UAE: Over 2,800 rare Islamic coins unveiled in Abu Dhabi

The treasure reveal regional and local history, signifying political changes, power struggles and the changing value placed on precious metals

Photo: Supplied
Photo: Supplied

Ismail Sebugwaawo

Published: Tue 9 Nov 2021, 12:17 PM

Last updated: Tue 9 Nov 2021, 12:29 PM

Louvre Abu Dhabi has unveiled a rare treasure of Islamic silver coins – the Hoard of Jazira – the subject of a major two-year project at the museum.

The museum will install a rare hoard, dating from the reign of King Shapur II (A.D. 309-379) until that of Abbasid Caliph Al Ma’mun (A.D. 813-833) and containing a large amount of medieval Islamic coins.

This hoard of 2,861 silver coins manufactured in the Eurasian continent is supplemented by 67 additional single coins in gold or gold alloy produced in the regions of the Mediterranean basin and Eurasia during a period of about 1,000 years (from the 6th to the 16th century).

The coins reveal regional and local history, signifying political changes, power struggles, and the changing value placed on precious metals throughout this period.

Leading on the curation of the Hoard of Jazira, Guilhem André, Chief Curator at Louvre Abu Dhabi, said, “This display will showcase a global monetary history.
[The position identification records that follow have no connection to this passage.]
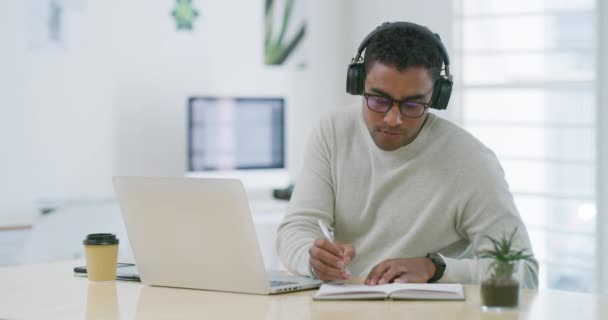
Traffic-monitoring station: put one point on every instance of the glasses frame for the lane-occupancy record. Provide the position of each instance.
(400, 104)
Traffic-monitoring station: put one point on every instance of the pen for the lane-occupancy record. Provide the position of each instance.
(330, 238)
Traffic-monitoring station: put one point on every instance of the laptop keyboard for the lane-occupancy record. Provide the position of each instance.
(280, 283)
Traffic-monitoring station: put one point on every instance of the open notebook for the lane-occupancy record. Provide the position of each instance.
(394, 291)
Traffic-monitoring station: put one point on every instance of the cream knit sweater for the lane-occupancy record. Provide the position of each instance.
(442, 193)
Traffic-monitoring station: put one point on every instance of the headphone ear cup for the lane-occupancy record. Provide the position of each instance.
(355, 79)
(441, 93)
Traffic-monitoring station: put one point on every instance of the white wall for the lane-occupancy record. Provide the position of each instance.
(115, 102)
(602, 133)
(55, 112)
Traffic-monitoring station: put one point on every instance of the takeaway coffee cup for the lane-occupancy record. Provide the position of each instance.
(101, 251)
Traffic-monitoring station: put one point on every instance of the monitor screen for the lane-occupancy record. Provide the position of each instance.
(235, 133)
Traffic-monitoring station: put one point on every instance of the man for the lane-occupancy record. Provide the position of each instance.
(410, 195)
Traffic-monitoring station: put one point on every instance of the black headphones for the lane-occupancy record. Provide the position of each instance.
(442, 89)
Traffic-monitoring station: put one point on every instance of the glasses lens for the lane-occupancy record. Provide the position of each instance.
(412, 108)
(379, 104)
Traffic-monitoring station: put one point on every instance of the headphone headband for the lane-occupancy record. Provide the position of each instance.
(411, 26)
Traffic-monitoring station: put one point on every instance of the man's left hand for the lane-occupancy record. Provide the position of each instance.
(414, 270)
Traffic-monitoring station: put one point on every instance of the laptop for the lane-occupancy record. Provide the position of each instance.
(197, 233)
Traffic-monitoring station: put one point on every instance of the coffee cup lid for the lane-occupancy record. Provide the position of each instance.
(100, 239)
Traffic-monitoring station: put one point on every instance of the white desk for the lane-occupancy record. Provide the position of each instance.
(50, 291)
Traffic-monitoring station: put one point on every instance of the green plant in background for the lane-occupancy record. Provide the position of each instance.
(276, 50)
(504, 257)
(184, 14)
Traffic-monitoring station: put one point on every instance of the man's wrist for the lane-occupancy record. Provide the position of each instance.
(436, 260)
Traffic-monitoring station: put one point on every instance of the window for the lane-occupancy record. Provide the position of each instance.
(526, 88)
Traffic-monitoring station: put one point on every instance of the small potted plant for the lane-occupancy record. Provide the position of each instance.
(499, 273)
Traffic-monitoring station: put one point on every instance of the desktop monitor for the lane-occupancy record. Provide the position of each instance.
(238, 137)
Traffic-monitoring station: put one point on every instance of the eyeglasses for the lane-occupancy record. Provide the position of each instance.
(407, 108)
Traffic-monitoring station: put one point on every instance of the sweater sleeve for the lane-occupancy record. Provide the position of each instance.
(312, 199)
(487, 209)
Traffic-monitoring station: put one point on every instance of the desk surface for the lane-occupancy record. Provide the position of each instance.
(50, 291)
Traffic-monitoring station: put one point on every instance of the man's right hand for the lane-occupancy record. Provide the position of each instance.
(328, 259)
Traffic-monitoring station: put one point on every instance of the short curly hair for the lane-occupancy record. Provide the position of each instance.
(403, 48)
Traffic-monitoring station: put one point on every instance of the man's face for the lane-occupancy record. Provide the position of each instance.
(391, 130)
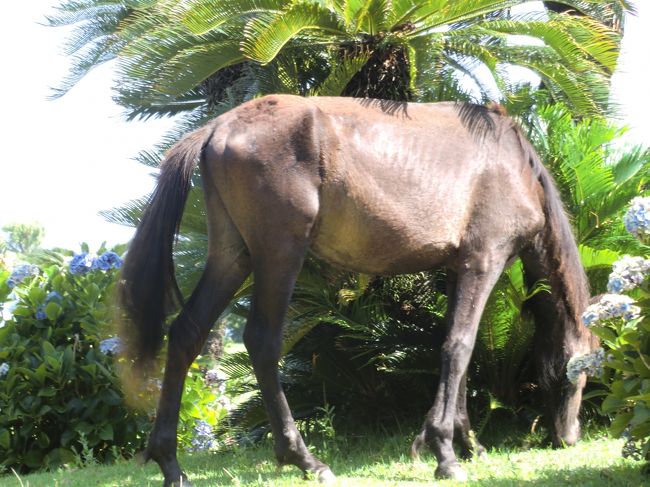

It highlights the trade, cultural exchanges and political dynamics revealing an interconnected world economy between distant regions. It testifies to the birth of Islamic coinage and its evolution.

“The Sasanian drachmas, Umayyad dirhams, Abbasid silver coins, alongside the gold Byzantine solidus, the Genoese and Venetian gold coins, and more will prove how a simple coin can illustrate power relationships and rivalries among competing, growing empires well, as the emergence of major trade hubs.”

Theofanis Karafotias, Head of Preventive Conservation at Louvre Abu Dhabi, elaborated on the conservation process that had taken place before the public display, “The coins were not only conserved by the museum but also documented and digitised as well so that they could be studied in greater detail. We had to decide how to conserve each coin among the thousands – whether chemicals, an ultrasonic bath, or simple distilled water— considering which treatment would be the best, least intrusive way to reveal each coin’s face.”


This new presentation will be dedicated to the financial centres that came into existence during the medieval period and their monetary systems.

The diffusion of specific gold and silver coins and the trade of precious metals created the pre-conditions for the economy of the modern world, a practice which later had a considerable impact on the global economy.

The new display will shed light on the transcontinental trade of gold and silver. The stylistic development of these coins works as an indicator of their evolving values in accordance with time and shifting geographies.